As I mentioned on Tuesday, the second edition of Orient Express offers keepers the chance to play through side scenarios that reflect the events of historical handouts the main characters discover during the course of their investigation. The events in the box happen to coincide with time periods for which Chaosium has established sourcebooks – the Dark Ages, Rome, the Victorian era and the modern day. Yet much of the mystery in Orient express centers on events that occur during the French Revolution. Enter Reign of Terror.
A portion of the book is given over to historical details and adventure seeds you’d expect from a sourcebook, but the real meat is the two-part scenario that plugs into Orient Express. It amounts to a mini-campaign of its own.
I won’t get into the details, of course, since the book only recently came out. I’ll leave it at this: it is Very Good.
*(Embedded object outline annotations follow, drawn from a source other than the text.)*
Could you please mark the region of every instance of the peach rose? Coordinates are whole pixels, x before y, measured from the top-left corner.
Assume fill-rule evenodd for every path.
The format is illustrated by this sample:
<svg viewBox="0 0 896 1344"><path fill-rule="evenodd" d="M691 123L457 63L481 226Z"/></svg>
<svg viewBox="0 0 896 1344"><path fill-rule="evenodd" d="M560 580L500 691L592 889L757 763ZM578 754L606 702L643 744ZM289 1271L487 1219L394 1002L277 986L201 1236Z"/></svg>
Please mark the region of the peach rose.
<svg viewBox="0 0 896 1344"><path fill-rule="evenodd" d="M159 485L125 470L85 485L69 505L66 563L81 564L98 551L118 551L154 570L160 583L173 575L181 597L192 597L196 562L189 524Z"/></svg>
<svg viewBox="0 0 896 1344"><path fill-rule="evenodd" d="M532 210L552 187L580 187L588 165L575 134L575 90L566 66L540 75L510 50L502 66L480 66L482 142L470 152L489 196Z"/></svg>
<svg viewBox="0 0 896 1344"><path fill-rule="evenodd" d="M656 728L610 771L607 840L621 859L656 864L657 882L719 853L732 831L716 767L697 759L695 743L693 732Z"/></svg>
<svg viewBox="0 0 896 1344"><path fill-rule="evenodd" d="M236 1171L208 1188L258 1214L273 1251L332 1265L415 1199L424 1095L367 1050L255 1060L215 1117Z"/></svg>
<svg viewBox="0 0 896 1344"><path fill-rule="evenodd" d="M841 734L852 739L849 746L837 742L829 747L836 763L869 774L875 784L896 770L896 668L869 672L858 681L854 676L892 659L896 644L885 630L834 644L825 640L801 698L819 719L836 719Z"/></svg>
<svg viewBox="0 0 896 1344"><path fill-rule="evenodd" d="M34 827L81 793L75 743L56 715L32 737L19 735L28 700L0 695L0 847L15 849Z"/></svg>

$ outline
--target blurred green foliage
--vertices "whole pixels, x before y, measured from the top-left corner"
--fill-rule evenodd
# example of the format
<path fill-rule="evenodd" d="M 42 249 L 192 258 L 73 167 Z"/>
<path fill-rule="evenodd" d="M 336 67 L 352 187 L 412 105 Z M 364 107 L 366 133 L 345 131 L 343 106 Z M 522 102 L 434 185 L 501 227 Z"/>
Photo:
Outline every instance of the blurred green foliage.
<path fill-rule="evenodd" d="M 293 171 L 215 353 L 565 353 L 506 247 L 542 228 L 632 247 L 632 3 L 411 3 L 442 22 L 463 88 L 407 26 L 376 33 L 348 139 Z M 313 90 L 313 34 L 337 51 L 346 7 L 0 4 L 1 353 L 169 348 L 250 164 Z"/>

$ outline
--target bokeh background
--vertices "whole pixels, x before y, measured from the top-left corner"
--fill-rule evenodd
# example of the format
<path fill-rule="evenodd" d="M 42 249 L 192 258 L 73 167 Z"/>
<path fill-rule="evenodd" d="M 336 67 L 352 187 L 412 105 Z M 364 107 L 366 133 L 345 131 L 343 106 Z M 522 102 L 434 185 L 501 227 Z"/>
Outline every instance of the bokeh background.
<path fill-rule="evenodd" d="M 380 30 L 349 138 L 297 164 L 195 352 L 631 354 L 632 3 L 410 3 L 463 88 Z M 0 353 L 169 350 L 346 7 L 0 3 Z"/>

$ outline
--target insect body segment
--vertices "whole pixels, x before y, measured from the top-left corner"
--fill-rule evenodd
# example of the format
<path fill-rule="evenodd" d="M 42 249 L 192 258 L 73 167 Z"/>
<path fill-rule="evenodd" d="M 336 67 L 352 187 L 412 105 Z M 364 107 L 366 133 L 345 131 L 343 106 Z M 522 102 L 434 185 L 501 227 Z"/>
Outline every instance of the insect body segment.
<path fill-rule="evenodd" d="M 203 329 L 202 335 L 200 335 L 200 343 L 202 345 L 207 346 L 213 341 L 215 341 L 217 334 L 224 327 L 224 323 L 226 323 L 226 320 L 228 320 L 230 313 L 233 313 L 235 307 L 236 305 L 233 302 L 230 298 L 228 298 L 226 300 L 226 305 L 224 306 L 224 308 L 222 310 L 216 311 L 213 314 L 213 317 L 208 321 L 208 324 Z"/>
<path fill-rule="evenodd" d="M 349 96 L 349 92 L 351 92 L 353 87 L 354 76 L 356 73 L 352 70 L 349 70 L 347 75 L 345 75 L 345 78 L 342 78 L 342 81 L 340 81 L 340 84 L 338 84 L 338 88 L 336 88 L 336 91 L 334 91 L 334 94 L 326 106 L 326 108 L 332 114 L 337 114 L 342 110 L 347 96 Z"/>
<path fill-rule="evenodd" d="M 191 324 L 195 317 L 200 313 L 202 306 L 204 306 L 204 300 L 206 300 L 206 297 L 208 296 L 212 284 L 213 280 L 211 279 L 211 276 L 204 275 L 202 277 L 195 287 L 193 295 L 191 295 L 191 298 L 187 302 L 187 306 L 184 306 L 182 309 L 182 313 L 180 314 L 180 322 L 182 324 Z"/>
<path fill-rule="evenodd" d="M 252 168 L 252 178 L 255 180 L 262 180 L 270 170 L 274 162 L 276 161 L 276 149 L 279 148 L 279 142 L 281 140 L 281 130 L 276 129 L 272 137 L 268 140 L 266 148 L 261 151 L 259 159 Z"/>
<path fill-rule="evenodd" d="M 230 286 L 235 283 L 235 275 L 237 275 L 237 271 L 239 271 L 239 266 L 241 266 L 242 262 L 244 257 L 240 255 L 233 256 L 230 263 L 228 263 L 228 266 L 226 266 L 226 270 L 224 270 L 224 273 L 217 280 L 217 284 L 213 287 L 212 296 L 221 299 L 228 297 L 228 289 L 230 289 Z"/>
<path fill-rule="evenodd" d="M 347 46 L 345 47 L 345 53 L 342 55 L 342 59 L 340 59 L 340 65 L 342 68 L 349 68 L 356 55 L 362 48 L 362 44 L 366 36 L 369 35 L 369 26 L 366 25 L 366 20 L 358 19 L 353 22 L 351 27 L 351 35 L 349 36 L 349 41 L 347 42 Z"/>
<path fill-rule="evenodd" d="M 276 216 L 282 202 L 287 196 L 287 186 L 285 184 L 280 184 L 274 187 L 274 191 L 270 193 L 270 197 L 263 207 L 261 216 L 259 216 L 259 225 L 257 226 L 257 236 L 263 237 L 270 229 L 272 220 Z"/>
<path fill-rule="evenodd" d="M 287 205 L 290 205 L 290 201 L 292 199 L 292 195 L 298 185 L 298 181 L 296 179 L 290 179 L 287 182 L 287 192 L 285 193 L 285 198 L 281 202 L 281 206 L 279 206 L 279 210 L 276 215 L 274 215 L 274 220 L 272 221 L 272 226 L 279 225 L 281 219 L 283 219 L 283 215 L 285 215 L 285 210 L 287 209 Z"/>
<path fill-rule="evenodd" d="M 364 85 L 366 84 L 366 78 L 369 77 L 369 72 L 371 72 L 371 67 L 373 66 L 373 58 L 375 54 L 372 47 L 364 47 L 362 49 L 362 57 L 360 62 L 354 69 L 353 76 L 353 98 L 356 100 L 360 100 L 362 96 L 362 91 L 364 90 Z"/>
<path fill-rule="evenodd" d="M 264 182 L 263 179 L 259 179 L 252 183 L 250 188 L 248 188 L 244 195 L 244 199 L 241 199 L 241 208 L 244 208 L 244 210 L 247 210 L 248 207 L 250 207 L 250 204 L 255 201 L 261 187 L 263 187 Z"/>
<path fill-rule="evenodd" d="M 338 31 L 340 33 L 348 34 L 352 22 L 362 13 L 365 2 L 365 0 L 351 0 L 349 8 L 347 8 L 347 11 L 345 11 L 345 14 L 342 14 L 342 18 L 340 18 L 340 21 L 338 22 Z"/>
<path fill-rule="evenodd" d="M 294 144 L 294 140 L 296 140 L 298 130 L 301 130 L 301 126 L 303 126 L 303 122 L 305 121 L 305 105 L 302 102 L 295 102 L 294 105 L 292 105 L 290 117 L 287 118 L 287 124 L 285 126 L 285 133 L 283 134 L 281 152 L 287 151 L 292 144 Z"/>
So good, in fact, that if this is an indication of the level of quality modern Chaosium is putting into its titles, I’d say we’re on the edge of another Golden Age for the company (so long as the business end keeps it together).
It has a key difference from the historical scenarios in the Orient Express box. Those delve into events that have predetermined endings, reflecting the fact that these are dramatic re-enactments of events the characters in 1923 are reading about in order to discover clues for their decidedly not predetermined mystery on the train. It’s very meta, I know. The downside is that these side scenarios run the risk of feeling railroaded.
Not so with Reign of Terror. The second part of RoT depicts a part of history that is unrecorded in the context of Horror on the Orient Express, meaning the outcome – and the consequences – for both the 18th century and 1923 investigators are entirely up in the air. Plot twist!